In the second field, we enter the dollar amount of our investor's portfolio (250000), and in the third field, the maximum decline he's willing to risk in percentage terms (10). We leave the strategy in the fourth field set to its default, "Maximize Potential Return".
In the second step, we are given the option of entering our own return estimates for Berkshire Hathaway and each of its holdings we've entered. For this example, we'll leave these blank and let the tool use its own expected returns for these utility stocks.

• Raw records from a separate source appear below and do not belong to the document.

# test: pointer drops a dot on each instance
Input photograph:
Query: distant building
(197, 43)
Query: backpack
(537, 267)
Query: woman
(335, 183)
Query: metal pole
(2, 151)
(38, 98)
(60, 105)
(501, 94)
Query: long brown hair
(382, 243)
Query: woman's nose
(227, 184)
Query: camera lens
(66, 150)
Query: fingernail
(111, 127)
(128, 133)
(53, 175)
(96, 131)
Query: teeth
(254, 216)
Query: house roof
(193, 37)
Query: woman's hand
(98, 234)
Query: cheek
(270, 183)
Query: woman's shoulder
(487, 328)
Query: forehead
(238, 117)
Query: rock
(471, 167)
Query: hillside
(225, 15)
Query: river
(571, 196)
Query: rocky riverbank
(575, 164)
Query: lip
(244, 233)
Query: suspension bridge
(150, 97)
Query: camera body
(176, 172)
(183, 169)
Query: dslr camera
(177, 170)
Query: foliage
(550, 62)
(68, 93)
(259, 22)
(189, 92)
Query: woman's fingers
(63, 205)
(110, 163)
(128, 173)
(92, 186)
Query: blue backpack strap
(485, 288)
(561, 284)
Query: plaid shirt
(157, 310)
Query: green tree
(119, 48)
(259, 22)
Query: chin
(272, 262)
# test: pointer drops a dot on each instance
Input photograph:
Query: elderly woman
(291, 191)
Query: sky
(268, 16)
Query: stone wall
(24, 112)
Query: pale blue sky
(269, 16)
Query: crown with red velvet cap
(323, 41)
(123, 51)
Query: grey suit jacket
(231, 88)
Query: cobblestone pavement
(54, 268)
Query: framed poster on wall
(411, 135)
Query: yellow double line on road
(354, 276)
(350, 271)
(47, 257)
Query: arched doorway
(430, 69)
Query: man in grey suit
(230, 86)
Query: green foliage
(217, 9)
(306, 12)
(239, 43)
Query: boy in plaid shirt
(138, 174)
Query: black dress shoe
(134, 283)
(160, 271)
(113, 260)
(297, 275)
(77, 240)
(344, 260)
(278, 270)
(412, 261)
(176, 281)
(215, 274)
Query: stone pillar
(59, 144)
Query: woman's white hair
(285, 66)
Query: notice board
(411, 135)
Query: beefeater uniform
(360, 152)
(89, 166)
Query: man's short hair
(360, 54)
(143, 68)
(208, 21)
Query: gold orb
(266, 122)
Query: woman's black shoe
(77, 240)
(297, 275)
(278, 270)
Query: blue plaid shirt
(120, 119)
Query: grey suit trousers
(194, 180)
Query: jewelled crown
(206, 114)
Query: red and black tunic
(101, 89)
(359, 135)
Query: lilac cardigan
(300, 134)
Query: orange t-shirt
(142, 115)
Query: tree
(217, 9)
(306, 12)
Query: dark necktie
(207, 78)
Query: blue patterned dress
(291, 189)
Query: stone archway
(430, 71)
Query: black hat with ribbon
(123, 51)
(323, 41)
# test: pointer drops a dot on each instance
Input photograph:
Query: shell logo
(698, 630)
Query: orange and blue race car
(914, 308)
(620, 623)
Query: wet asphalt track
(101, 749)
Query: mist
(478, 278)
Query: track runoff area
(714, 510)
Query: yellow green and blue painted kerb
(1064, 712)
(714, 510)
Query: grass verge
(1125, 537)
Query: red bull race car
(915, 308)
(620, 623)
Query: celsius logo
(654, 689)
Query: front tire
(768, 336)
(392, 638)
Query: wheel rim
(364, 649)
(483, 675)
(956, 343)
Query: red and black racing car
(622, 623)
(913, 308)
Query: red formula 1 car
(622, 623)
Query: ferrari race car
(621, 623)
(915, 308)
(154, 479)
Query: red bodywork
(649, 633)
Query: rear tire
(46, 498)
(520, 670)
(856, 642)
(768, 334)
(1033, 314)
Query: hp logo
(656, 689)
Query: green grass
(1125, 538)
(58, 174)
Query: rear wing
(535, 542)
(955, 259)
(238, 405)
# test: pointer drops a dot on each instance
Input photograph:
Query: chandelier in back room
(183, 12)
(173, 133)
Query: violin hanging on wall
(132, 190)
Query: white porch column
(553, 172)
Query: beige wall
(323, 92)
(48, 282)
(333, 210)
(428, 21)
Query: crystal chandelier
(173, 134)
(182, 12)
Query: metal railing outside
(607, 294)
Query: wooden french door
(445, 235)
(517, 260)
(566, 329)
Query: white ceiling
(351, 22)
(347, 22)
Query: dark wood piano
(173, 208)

A couple minutes after clicking the "Create" button, we were presented with this hedged portfolio. The data here is as of Tuesday's close (results may, of course, differ, depending on prevailing market conditions).
Why These Securities?
In its initial allocation, the tool included BRK.B and each of its holdings we entered. It included all of these stocks because it found that each had a positive expected return net of its hedging costs. In its fine-tuning step, the tool added Yelp (NYSE:YELP) as a cash substitute, due to its high net expected return and low hedging cost at a 10% threshold.
Each Security Is Hedged
Note that each of the above securities is hedged. Yelp, the cash substitute, is hedged with an optimal collar, with its cap set at 1%; the remaining securities are hedged with optimal collars with their caps set at each stock's expected return, as calculated by the tool. Here is a closer look at the hedge for Berkshire Hathaway itself:
The cap for Berkshire Hathaway was set at 5.75% here because that's the expected return the tool calculated for it. It used an optimal collar here rather than an optimal put because the position had a higher net expected return when hedged with a collar (the tool calculated the net expected returns both ways for each of the positions in the portfolio). As you can see at the bottom of the image above, the net cost of the hedge for the BRK.B position was $128, or 0.51% of the position value.[i]
Negative Hedging Cost
As you can see below in the summary for this hedged portfolio, the hedging cost of the entire portfolio (which includes the hedging cost of the BRK.B position above) was negative: an investor would have collected about $1,557 more from selling the call legs of the hedges than he would have paid for the puts.
Risk And Potential Return For This Portfolio
As you can see in the portfolio summary above, the potential return of this portfolio over the next six months was 5.67%. That's what the portfolio will return if each of its underlying securities achieves its expected return as calculated by the tool. The limiting factors here are the expected returns; the hedges are built around them, in an attempt to capture them. Had our hypothetical investor entered his own, higher expected returns for each of these securities in the second step above, the potential return he was presented with would likely have been higher, though by how much would depend in part on how much higher the hedging cost ended up being. Note, though, that the maximum drawdown for this portfolio is 9.79%: if every one of the underlying securities in this portfolio went to zero before their hedges expired, the total value of our investor's portfolio would decline by only 9.79% in that worst case scenario.
[i] To be conservative, the net cost of the collar was calculated using the ask price of the puts and the bid price of the calls. In practice, an investor can often buy puts for less than the ask price (i.e., at some price between the bid and ask) and can sell calls for more than the bid price (again, at some price between the bid and ask). So, in practice, an investor would likely have paid less than $128 for this hedge.
Disclosure: I have no positions in any stocks mentioned, and no plans to initiate any positions within the next 72 hours. I wrote this article myself, and it expresses my own opinions. I am not receiving compensation for it (other than from Seeking Alpha). I have no business relationship with any company whose stock is mentioned in this article.